A number of these hydroxylase enzymes are particularly notable, including the aromatic amino acid hydroylase enzymes. This includes tyrosine, phenyalanine, and trypophan and thus influences a whole host of critical biologic molecules that are metabolized from these. Energy, hormones, sleep, mood obviously have the potential to be affected. All the stress hormones and melanin are produced from phenylanine. I think I mentioned that i felt that the dark circles under many peoples eyes (particularly when they experience the effects of circulating endotoxins) is related to the cellular debris from microbial organisms that metabolize phenols because the byproduct is melanin. In effect, I think there is biological role for these organisms that can decompose melanin, which suggests we have high concentrations of phenolic and related compounds. A similar condition, at least biochemically and symptomatically, hepatic encephalopathy, also demonstrates an accumulation of aromatic amino acids and a scarcity of BCCA. This is also a condition where elevated plasma ammonia is nearly universal; actually it shares countless similarities with ME/CFS among a number of notable differences. Of course, I think the evidence of hepatic dysfunction in ME/CFS is growing, and any GIT syndrome is going to affect the liver. One of theories regarding the pathogenesis of hepatic encephalopathy relates to an accumulation of phenols.

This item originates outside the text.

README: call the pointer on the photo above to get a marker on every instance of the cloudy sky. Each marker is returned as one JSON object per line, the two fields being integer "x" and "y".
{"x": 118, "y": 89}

Looking at the aromatic amino acids, which require hydroxylation, tyrosine, has that same -OH (hydroxyl) group. It just so happens Bifidobacteria are really good at getting rid of phenolic compounds, like tyrosine. Salicylates are phenolic compounds, as are those neurotransmitters that come from phenylalanine. Toxic compounds like cresols, another phenolic compound, accumulates in those with lower counts of Bifidobacteria, and these accumulations are not trivial. Tryptophan, well you know that this is the precursor to serotonin, I will not discuss this one now, but you can extrapolate the consequences this may create.
What about the stuff that I really don't like, threonine. Makes me feel awful, involved in maintaining intestinal integrity. It's metabolism is closely tied to serine, cysteine, glycine, active site for VDR deglycosylation by N-acetylgalactosaminadase occurs at a threonine residue. Threonine has an -OH (hydroxyl) group, and it is incorporated as part of a set of critical enzymes called the serine/threonine-specific protein kinase group, these actually carry out phosphorylation functions, including phosphorylation of the vitamin D receptor.